The right to insurance

Insurance is a must-have to protect yourself from a range of personal risks, especially in a time of crisis, according to Wynand van Vuuren, the head of client experience at King Price Insurance.

Van Vuuren said: “In recent years, insurers have been working hard to become more customer-centric, making it easier than ever for consumers to do business with them.”

While insurers work on the consumers who are the centre of their business, it is essential that consumers know their rights too.

Treating Customers Fairly (TCF) is legislation that governs the manner in which all financial service providers, including insurers, handle their clients.

According to the TCF, consumers have the right to:

– Receive fair treatment by their insurance provider and to feel confident that fairness is at the heart of the insurer’s culture which includes having claims handled quickly and fairly.

– Know that they are being sold the right products that suit their needs.

– Clear information about the insurance policy, and to have the insurance cover explained in simple terms that are easy to understand.

– Have no barriers to being able to change or cancel an insurance policy at any time, or to make a complaint if they are not happy.

– The right to register a dispute with the ombudsman for short-term insurance.

Right to negotiate for a better interest rate

Consumers may dispute the interest rate that they have been charged on their loan accounts as they may feel that the interest rate is too high.

One of the challenges is that the consumers lodge their complaints after they have signed acceptance of the terms and conditions of their loan agreements with the credit provider.

Steyn said: “Unfortunately, unless the interest rate applied by the bank is not in line with the prescribed rate per the NCA, the consumer will be bound by the agreement and there is no way to force the bank/loan provider to renegotiate a better, more acceptable rate for the customer, simply because the terms no longer suit them.”

It is important that consumers know that they have the right to negotiate with credit providers and shop around for a better rate if the interest rate that they are being offered is not aligned with what the consumer thinks is fair.

After thinking over the full terms of the agreement, it is the right of a consumer to refuse the interest rate that has been offered and negotiate for a better rate.

“Furthermore, consumers are also not forced to accept the amount initially requested and offered by a credit provider.
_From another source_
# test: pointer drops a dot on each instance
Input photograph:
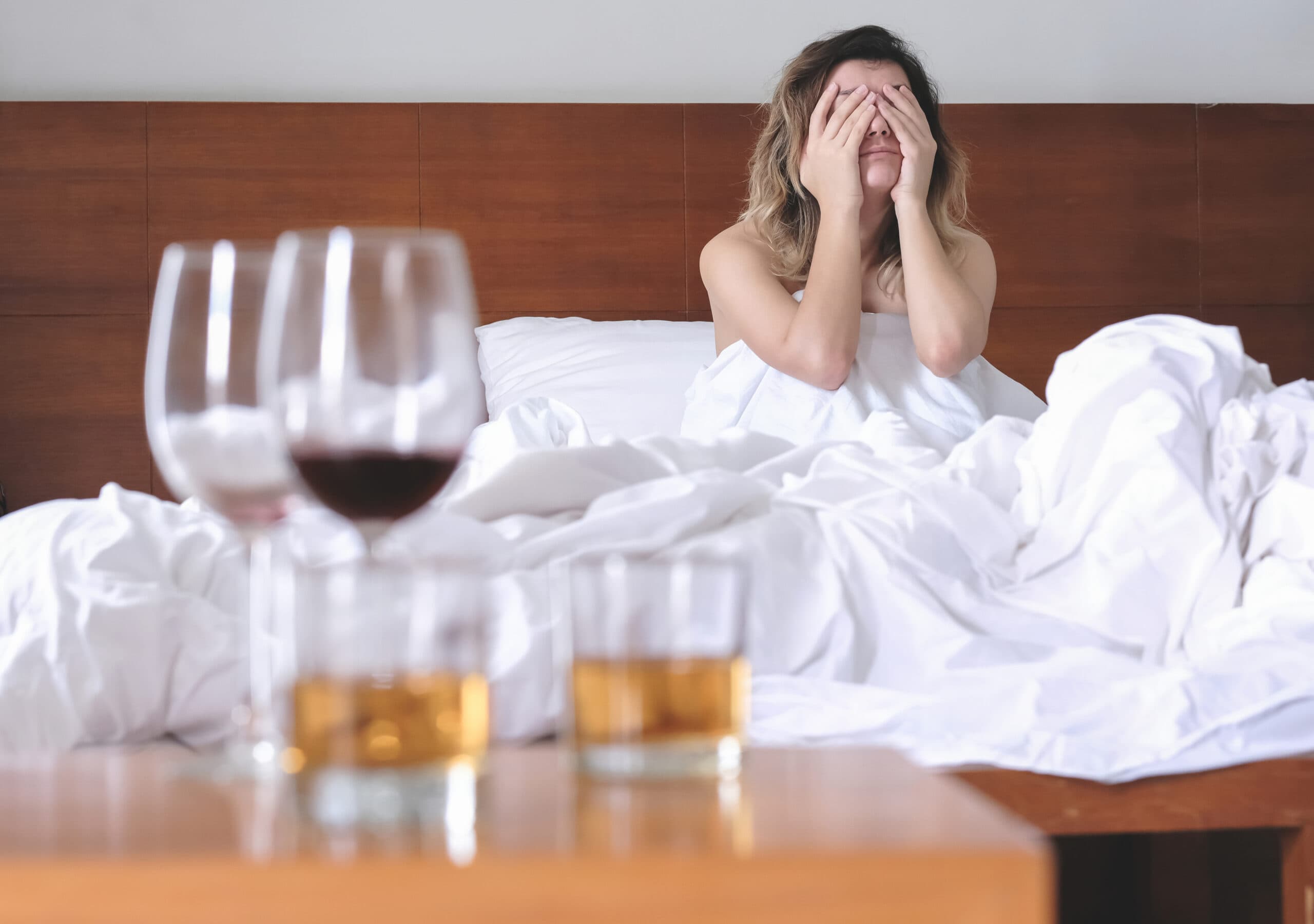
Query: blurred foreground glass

They have the right to request for the amount to be reduced and be in line with what they believe will be affordable for their pockets,” Steyn said.

If you are in debt, know your rights

If consumers are experiencing over-indebtedness then they have the right to apply for a legal, recommended service and process called debt review, according to Neil van der Walt, marketing manager, DebtSafe.

Van der Walt said that the debt review process helps consumers when they can’t make ends meet, to keep up with their debt payments.

Here’s a look at how the debt review process works:

– The debt review process starts with a consumer approving the process and completing the application form (Form 16).

– The process then goes through administrative procedures that are handled by a registered debt counsellor.

– Then the National Credit Regulator (NCR) will then issue a clearance certificate to complete the process.

“Debt counselling provides an effective means to pay back what you’ve borrowed in a structured and affordable way,” said Benay Sager, head of DebtBusters.